In the book “How to Live In a Chaotic Climate”, the authors write:
“One of the best things we can do to befriend uncertainty is to develop a relationship with it, to understand it not as a moral failure but as an intrinsic part of life.”
Ah, uncertainty. How could you be my friend? As someone who leans toward a controlling posture, uncertainty has often felt like an adversary or enemy.
I sometimes act as if I’m on a battlefield — in war, you’d want to reduce uncertainty in order to keep you and the people fighting alongside you safe.
But I’m not on a battlefield. I’m (thankfully) not in constant danger. As I reflect on my relationship with uncertainty, I do feel this hint of “Oh, Josh, that wouldn’t have happened if you planned better”. So I calculate, plan, and repeat.
My approach to life can be white-knuckled, a tense being moving through time, using a great amount of effort and energy to hold it all together.
That’s not how I want to live.
I want to live amidst the unfolding. Lead with a sense of trust and open-heartedness that says bring forth what you have for me today. There’s a lightness to this way of being. We allow for the goodness of life to seep through our hard-shelled exterior.
Changing our relationship with uncertainty is about coming to terms with not knowing how this leads to that.
There are areas of life where we can understand causation. For instance, if I floss and brush my teeth regularly, it’s likely I will get praised by my dentist and stave off fillings or tooth decay.
However, when we look at our life as a whole, with the comings and goings of other people, and the events happening in our community and around the globe, we don’t know how one things affects the other.
Perhaps we look at uncertainty with a curiosity, rather than suspicion. Maybe we can carry hope into the unfolding.
We can be so quick to label an event as good or bad. In the moment, our feelings guide us, but those feelings often miss how this moment fits into the greater whole of our lives.
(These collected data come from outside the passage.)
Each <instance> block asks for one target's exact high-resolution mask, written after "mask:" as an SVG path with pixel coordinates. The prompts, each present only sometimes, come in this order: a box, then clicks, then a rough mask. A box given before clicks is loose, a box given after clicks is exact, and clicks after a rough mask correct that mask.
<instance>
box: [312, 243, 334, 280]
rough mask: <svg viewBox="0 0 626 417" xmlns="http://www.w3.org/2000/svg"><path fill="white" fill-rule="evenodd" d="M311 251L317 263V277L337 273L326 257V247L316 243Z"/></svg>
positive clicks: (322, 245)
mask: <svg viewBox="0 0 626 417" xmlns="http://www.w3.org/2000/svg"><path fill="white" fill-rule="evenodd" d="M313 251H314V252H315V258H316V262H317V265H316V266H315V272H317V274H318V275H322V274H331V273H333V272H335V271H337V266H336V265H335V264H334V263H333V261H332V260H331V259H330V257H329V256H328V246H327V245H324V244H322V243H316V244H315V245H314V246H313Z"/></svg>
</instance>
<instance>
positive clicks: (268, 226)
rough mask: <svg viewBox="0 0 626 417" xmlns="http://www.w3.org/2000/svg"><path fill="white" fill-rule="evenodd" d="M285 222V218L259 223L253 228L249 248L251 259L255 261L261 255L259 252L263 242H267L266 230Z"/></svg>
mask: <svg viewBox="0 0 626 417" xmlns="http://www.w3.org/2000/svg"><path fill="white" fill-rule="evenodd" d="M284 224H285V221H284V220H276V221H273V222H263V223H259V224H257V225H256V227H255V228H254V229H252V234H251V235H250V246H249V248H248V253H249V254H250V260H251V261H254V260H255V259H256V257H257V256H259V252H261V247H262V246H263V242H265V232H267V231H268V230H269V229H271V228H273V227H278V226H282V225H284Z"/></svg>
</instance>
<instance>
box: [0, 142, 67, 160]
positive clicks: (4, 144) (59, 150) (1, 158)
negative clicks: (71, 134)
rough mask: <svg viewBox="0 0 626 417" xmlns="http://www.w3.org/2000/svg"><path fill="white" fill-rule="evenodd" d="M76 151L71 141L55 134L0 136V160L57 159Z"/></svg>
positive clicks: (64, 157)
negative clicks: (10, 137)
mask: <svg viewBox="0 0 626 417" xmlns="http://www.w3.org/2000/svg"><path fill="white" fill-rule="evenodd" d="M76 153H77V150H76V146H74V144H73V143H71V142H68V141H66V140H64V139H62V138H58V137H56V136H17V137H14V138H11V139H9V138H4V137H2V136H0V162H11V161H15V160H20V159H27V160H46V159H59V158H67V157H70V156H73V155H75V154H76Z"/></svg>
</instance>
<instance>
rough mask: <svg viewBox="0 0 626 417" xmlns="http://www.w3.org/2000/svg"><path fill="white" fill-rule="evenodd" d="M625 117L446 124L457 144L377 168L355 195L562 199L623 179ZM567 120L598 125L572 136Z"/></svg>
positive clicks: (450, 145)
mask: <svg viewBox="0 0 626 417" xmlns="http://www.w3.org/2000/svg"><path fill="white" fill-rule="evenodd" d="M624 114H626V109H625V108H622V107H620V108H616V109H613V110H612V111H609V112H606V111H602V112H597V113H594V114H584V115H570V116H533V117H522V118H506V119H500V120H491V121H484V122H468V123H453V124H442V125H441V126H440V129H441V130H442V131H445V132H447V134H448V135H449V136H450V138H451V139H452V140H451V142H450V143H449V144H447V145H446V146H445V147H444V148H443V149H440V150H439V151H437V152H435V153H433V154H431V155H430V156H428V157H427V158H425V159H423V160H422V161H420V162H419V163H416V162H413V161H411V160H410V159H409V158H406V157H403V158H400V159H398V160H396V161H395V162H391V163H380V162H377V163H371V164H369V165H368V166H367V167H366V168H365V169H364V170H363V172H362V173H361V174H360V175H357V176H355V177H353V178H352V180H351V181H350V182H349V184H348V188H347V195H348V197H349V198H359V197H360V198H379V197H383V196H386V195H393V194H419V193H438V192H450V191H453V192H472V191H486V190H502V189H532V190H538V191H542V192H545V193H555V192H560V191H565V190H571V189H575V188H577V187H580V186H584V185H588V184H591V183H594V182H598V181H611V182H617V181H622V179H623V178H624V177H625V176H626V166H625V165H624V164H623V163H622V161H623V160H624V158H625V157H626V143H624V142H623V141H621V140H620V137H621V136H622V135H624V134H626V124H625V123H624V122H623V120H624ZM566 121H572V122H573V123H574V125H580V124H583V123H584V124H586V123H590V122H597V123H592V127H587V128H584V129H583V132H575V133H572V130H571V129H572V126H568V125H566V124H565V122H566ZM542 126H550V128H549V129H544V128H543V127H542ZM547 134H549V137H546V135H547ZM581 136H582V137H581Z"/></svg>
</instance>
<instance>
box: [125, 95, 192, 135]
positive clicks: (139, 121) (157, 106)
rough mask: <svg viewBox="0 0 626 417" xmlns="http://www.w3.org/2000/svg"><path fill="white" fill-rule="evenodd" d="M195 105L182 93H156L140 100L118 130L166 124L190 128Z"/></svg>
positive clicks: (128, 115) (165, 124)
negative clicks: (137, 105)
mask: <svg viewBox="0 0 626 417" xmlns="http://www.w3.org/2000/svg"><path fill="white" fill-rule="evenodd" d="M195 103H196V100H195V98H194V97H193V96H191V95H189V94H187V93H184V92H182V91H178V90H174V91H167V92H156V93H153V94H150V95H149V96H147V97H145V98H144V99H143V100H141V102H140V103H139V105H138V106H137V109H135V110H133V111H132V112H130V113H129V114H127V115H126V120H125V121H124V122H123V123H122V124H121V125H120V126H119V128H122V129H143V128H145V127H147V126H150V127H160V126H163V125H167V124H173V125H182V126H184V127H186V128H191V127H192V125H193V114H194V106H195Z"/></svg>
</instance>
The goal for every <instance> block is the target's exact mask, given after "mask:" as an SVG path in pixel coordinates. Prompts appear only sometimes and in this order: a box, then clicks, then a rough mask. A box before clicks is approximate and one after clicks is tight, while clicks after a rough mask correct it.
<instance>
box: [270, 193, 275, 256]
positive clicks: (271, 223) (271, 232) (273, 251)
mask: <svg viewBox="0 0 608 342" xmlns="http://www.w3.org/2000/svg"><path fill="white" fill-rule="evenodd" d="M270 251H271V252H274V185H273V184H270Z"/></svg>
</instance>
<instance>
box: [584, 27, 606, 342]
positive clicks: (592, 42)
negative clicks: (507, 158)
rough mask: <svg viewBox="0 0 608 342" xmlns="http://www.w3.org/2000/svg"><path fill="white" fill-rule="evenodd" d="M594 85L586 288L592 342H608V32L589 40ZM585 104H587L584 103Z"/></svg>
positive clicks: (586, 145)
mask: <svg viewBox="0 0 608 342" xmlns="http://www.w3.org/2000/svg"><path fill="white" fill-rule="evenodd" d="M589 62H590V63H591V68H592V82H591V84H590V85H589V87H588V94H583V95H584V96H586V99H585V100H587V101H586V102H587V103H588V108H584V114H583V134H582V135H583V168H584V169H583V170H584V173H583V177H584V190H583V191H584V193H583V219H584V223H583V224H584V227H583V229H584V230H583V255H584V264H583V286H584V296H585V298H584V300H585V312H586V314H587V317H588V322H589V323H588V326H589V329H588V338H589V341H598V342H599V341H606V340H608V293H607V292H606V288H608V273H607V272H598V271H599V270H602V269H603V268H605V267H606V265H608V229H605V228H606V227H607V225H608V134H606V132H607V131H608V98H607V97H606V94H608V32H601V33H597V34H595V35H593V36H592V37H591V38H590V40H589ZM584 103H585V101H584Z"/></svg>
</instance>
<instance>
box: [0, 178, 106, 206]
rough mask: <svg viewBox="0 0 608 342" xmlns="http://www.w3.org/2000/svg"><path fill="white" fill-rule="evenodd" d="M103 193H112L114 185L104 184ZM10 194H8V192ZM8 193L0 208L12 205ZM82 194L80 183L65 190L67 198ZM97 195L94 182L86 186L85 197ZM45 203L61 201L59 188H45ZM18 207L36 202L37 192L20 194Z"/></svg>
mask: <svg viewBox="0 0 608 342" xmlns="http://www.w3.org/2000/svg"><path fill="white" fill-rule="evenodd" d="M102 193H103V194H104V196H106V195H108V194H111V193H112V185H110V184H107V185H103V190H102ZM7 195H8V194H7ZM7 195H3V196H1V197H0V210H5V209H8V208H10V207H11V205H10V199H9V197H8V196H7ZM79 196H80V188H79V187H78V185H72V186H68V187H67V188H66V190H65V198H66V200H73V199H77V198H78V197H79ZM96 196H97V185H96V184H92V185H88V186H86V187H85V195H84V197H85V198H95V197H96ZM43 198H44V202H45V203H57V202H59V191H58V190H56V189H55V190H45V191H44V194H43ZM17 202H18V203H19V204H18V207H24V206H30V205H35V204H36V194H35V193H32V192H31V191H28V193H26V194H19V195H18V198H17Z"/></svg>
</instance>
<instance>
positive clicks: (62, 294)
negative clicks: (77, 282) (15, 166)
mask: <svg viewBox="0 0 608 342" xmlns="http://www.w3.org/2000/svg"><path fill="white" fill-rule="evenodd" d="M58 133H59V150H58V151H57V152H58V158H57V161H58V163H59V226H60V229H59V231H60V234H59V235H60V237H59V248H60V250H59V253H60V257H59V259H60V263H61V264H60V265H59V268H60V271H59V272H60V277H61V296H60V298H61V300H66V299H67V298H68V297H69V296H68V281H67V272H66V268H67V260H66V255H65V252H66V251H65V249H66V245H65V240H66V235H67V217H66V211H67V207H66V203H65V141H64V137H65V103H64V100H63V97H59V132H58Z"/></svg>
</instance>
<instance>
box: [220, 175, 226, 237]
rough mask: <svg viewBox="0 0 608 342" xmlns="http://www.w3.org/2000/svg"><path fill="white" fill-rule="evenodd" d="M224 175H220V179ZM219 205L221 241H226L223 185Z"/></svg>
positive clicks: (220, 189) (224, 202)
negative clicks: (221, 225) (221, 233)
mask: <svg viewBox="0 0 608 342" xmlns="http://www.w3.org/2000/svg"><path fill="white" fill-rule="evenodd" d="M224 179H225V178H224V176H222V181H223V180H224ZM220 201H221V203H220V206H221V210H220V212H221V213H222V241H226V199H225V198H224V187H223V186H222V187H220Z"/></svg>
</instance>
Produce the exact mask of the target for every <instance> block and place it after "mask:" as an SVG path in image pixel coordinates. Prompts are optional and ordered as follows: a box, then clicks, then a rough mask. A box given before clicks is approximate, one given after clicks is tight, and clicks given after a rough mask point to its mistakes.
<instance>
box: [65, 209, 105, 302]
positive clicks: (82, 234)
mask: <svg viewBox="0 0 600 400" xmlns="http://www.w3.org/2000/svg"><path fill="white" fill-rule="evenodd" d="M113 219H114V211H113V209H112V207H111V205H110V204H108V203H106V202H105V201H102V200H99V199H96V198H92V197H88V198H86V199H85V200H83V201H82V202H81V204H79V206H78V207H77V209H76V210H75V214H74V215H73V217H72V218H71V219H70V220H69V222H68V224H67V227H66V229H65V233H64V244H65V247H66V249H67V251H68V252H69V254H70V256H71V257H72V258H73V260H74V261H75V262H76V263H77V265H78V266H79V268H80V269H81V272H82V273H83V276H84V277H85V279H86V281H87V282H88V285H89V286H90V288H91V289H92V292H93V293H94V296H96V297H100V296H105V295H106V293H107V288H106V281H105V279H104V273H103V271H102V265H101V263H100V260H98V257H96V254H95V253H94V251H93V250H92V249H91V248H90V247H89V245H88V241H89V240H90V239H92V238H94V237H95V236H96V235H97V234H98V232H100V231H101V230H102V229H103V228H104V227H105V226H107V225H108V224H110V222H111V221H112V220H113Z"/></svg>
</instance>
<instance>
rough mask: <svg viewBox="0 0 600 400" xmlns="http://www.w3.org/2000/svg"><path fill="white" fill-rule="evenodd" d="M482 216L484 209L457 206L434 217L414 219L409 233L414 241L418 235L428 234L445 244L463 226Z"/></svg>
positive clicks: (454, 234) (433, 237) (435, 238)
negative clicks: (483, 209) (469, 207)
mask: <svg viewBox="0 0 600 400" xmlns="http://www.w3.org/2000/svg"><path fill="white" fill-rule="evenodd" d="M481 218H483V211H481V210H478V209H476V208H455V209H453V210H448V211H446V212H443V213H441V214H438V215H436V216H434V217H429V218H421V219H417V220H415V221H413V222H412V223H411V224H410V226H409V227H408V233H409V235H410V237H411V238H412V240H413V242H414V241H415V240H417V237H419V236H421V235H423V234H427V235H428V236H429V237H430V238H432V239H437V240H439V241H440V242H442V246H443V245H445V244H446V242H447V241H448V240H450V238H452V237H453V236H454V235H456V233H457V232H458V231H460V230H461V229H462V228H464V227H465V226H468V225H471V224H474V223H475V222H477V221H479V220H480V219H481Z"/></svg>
In the seventh grade, I unexpectedly didn’t make the basketball team at my school. I was devastated. I remember my mom picking me up from school and I burst into tears as soon as I got into the car. My heart and hopes were shattered. I thought I would make the team. It felt like the end.
But it wasn’t the end. I ended up becoming the manager for the team, got to know the coach and players, and I tried out again in 8th grade and made the team.
Every moment that happens in our lives is part of a greater unfolding that is beyond our knowing. And that’s okay. In fact, that’s how it’s supposed to be.
The next time an event happens in your life, whether painful or joyful, try to receive it with a heavy dose of neutrality. Feel your feelings, and let go of interpretation. We don’t know how a single event fits into the trajectory of our lives.
Seemingly “bad” events can end up being a catalyst for incredible growth and change. Seemingly “good” events can often be fleeting; junk food for our soul, rather than something nourishing that challenges us and builds our character.
May we learn to approach uncertainty with warm welcome rather than hand-to-hand combat. May we learn to welcome the unfolding that is happening every second of every day of our lives.